Gene and effector annotation
The M. oryzae Guy11 genome along with 162 other rice-infecting M. oryzae genomes (Additional file 25) were annotated using the FunGAP [58] version 1.1.0 annotation pipeline. For all genomes, RNAseq data (SRR8842990) obtained from GEO accession GSE129291 was used along with the proteomes of M. oryzae 70-15, P131, and MZ5-1-6 taken from GenBank (accessions GCA_000002495.2, GCA_000292605.1, and GCA_004346965.1, respectively). The “sordariomycetes_odb10” option was used for the busco_dataset option and the “magnaporthe_grisea” option was used for the augustus_species option. For repeat masking, a transposable element library generated by combining the RepBase [59] fngrep version 25.10 with a de novo repeat library, generated by RepeatModeler [60] version 2.0.1 run on the M. oryzae Guy11 genome with the LTRStruct option, was used for all genomes. Genes in M. oryzae Guy11 were assigned names according to the gene names listed on UniProtKB for M. oryzae 70-15 accessed in October 2021. To make this assignment, M. oryzae Guy11 proteins were aligned to the M. oryzae 70-15 proteome using BLASTP [55] version 2.7.1+. Hits with greater than 80% sequence identity that spanned more than 80% of the length of both the M. oryzae Guy11 protein and the M. oryzae 70-15 protein were assigned names.

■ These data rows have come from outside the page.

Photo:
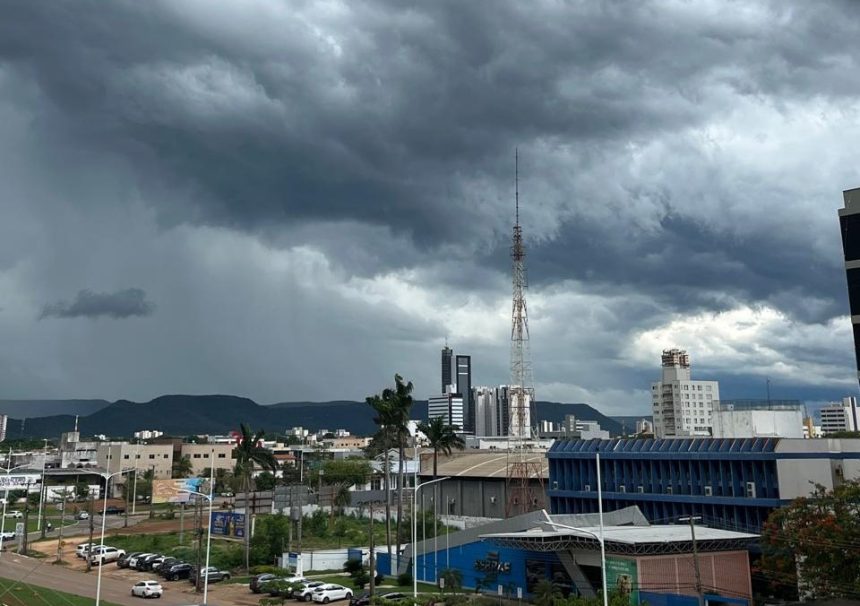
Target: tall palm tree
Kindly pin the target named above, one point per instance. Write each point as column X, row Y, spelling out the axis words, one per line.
column 401, row 408
column 249, row 451
column 442, row 438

Effectors were predicted among M. oryzae Guy11 genes by first selecting genes with signal peptides which were predicted using SignalP [61] version 5.0b Darwin x86_64. Genes with predicted transmembrane domains from TMHMM [62] version 2.0c were then excluded. Finally, EffectorP [63] version 2.0 was used to predict effectors from this secreted gene set. Previously well-characterized effectors were identified using previously published protein sequences [45] and DIAMOND [64] version 2.0.9.147.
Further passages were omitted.